Ее охватило ощущение нереальности, далекой и прекрасной, словно несбыточная мечта, которое обычно испытываешь во сне.
Вернувшись, он обернул махровое полотенце, куда вложил кубики льда, вокруг ее кисти, подошел к стереосистеме и принялся крутить ручку настройки. Секунду спустя в темной комнате раздались звуки музыки.
Когда он снова подошел, она улыбнулась ему и, издав смущенный смешок, дотронулась свободной рукой до его груди.
— У тебя так хорошо все получается, — тихо сказала она. — Обогреватель… лед… музыка… я еще не успела сказать, а ты уже делаешь все так, как мне хотелось бы.
Он прижал ее к себе, на губах у него заиграла слабая улыбка, которая сразу же погасла, и он принял серьезный, задумчивый вид. Он покачал головой.

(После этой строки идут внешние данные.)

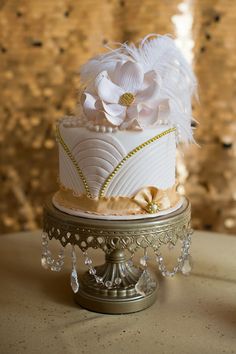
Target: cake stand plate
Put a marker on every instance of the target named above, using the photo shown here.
(118, 286)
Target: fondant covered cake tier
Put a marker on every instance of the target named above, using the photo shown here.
(117, 153)
(118, 172)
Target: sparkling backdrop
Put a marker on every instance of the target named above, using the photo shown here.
(42, 45)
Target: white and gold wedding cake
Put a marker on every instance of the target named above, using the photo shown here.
(117, 154)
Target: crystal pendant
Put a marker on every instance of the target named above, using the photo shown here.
(44, 263)
(145, 284)
(187, 266)
(74, 277)
(74, 281)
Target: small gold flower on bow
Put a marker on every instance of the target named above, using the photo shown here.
(153, 199)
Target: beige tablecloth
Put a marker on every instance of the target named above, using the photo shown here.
(195, 314)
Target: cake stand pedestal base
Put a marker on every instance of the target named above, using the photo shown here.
(118, 286)
(123, 297)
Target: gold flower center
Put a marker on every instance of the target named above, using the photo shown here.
(126, 99)
(152, 207)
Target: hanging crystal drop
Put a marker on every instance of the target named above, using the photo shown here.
(74, 277)
(44, 262)
(74, 281)
(187, 266)
(45, 251)
(145, 284)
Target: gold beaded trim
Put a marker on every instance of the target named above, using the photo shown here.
(130, 154)
(73, 160)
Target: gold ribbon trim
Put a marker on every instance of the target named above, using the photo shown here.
(147, 200)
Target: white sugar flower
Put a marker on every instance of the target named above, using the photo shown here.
(140, 87)
(124, 96)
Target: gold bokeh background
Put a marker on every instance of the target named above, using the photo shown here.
(42, 45)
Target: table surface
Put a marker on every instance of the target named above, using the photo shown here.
(193, 314)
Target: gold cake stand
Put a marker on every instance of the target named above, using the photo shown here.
(118, 286)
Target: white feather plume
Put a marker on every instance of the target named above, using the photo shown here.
(158, 53)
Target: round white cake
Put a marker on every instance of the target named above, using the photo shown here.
(117, 156)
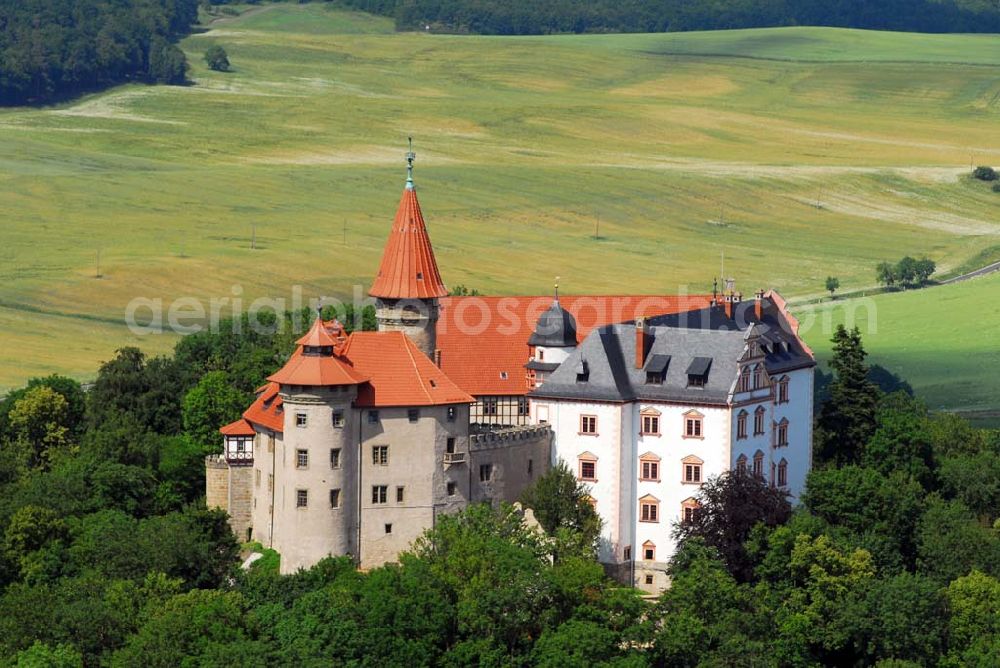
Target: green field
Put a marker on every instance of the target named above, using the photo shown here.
(798, 152)
(944, 340)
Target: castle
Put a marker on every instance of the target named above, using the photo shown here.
(360, 441)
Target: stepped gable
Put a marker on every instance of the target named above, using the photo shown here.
(398, 373)
(408, 269)
(484, 340)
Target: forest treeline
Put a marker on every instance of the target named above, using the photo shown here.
(539, 17)
(51, 49)
(108, 556)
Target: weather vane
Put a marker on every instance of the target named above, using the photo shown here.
(410, 157)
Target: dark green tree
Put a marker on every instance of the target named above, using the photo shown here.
(562, 505)
(217, 59)
(847, 419)
(729, 507)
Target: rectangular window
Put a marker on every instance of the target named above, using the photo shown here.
(651, 425)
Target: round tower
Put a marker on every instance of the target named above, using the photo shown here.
(315, 508)
(408, 284)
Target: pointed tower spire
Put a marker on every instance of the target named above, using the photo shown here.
(408, 269)
(408, 283)
(410, 157)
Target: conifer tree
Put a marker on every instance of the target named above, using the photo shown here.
(847, 419)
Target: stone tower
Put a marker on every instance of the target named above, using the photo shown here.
(408, 284)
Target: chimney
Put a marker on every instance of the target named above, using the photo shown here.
(643, 342)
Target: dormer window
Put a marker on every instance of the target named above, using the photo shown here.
(656, 369)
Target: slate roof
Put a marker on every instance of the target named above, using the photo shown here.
(702, 341)
(484, 340)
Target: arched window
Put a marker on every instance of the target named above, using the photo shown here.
(691, 470)
(649, 419)
(587, 467)
(649, 509)
(758, 421)
(689, 510)
(783, 390)
(741, 424)
(693, 425)
(781, 435)
(649, 467)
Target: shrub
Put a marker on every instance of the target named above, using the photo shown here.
(984, 173)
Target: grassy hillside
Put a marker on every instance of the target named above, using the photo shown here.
(943, 340)
(798, 152)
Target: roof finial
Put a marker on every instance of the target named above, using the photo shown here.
(410, 157)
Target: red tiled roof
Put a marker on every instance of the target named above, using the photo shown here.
(408, 269)
(266, 410)
(318, 370)
(320, 334)
(239, 428)
(484, 340)
(398, 373)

— Нет. Я ни о чем не думаю, когда ты рядом. Я просто хочу это делать, вот и все. Все, что скажешь. Все, лишь бы к тебе прикасаться. Все, лишь бы ты прикасалась ко мне. Дело теперь уже не в простом желании. Так было прошлой ночью. Это что-то… такое, чего я не могу объяснить словами.
В его голосе слышались резкие, низкие нотки, напоминающие отрывистые, мерные, приглушенные звуки саксофона. Она не видела выражения его лица, погруженного во мрак. А ей хотелось видеть его. Встав, она подошла к находившейся рядом с диваном тумбочке и зажгла стоявшую на ней свечу. Когда вспыхнул тусклый, золотистый свет, тени метнулись в сторону и рассеялись по углам комнаты. Повернувшись, она подошла к нему.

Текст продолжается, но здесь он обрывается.